Aunque el macrobio ó centenario don Juan Rodríguez Fresle, en su famoso libro el Carnero, cronicón divertidísimo, dice que Vásquez se mandó fabricar unas narices de barro

muy natural, otro escritor asegura que fueron de cera nicaragüense. A lo que dice el último me atengo.

*

*

Melchor Vásquez Campusano fué, en Lima, la quinta esencia de la tunantería pasada por alambique.

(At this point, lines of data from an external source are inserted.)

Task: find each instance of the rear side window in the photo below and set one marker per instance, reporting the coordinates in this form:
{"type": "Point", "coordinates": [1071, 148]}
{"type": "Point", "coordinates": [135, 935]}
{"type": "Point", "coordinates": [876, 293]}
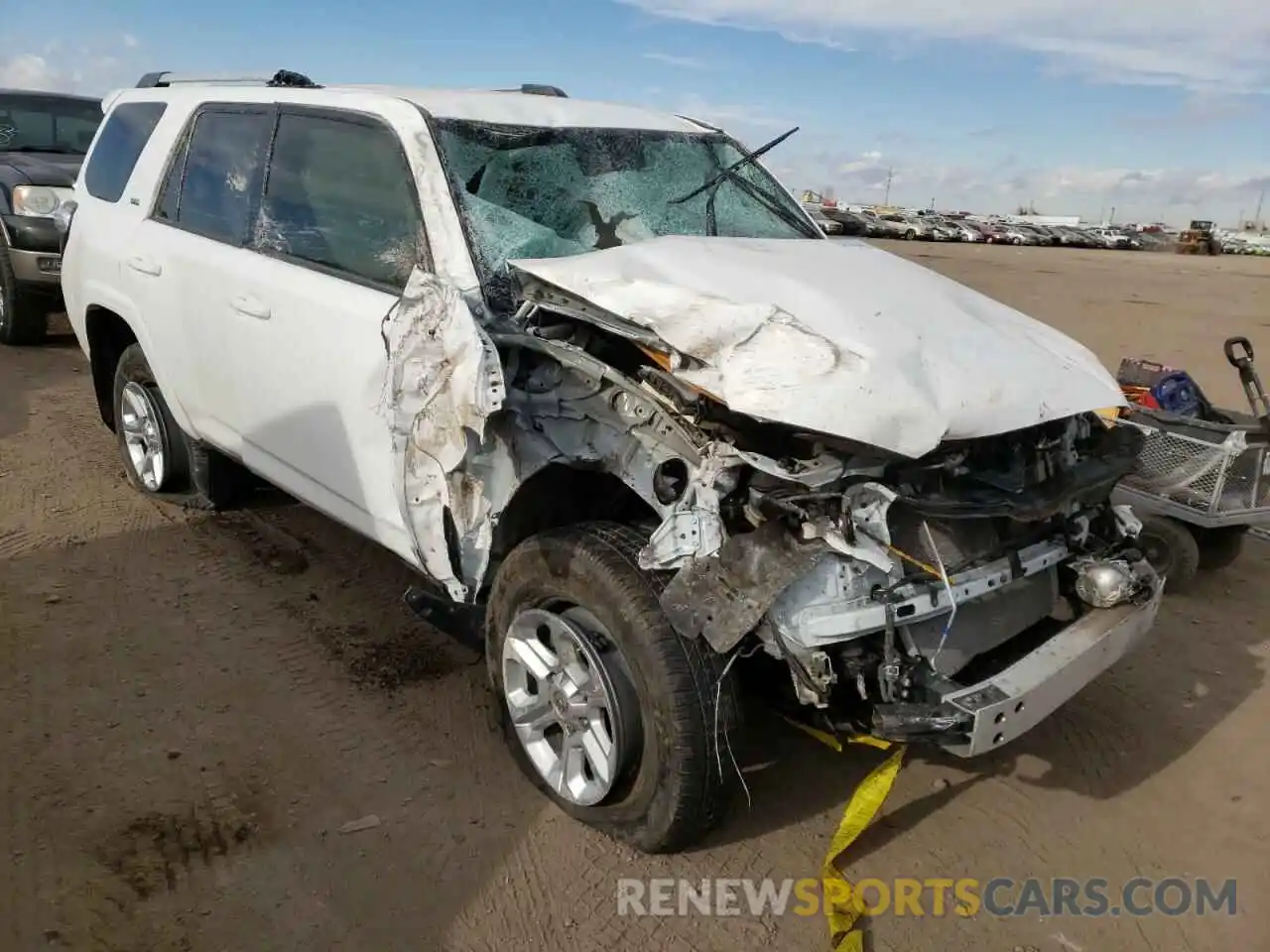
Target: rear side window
{"type": "Point", "coordinates": [214, 176]}
{"type": "Point", "coordinates": [125, 135]}
{"type": "Point", "coordinates": [340, 195]}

De buen talante, rumboso, espadachín, más alegre que día con sol de primavera y muy mimado por las princesas de á tres cuartillos.

Vásquez Campusano vino al Perú, mancebo de veinte años, cuando la lucha entre La Gasca y Gonzalo Pizarro caminaba á su término. Conociólo el Demonio de los Andes, le fué simpático, y Carbajal le propuso que tomase servicio, como oficial de pluma y secretario de su persona, con paga de alférez.

--Acepta, muchacho,-le dijo que á mi lado tienes el cielo con las puertas de par en par, y mucho habría de poder el diablo si de la mano no te llevo hasta un sillón de la Audiencia.

Y Vásquez Campusano, que había dejado manteo y cuchara en la universidad de Salamanca, donde era sopista, escapándose para América, se vió ya hecho todo un oidor, y aceptó con agradecimiento la propuesta. En honra suya consigno que no fué del número de los que renegaron de Carbajal.

* *

La aventura malaventurada de las narices tuvo para él, por consecuencia final, la de que su novia, que era una limeñita que calzaba zapaticos que parecían hechos por mano de ángel y para caminar sobre nubes, le expidiera pasaporte en regla, y se echara á corresponder las carantoñas y cucamonas de Perico Carrocela, uno de los desnarizadores. La niña era de esas que, con solo mirarlas, siente un cristiano calambre en las piernas y temblor en la barba. ¡Digo, si sería linda! Compadezco al galán que, por carencia de narices, no pudo disfrutar del perfume de esa rosa pitimini. Flores tales no las hizo Dios para los chatos.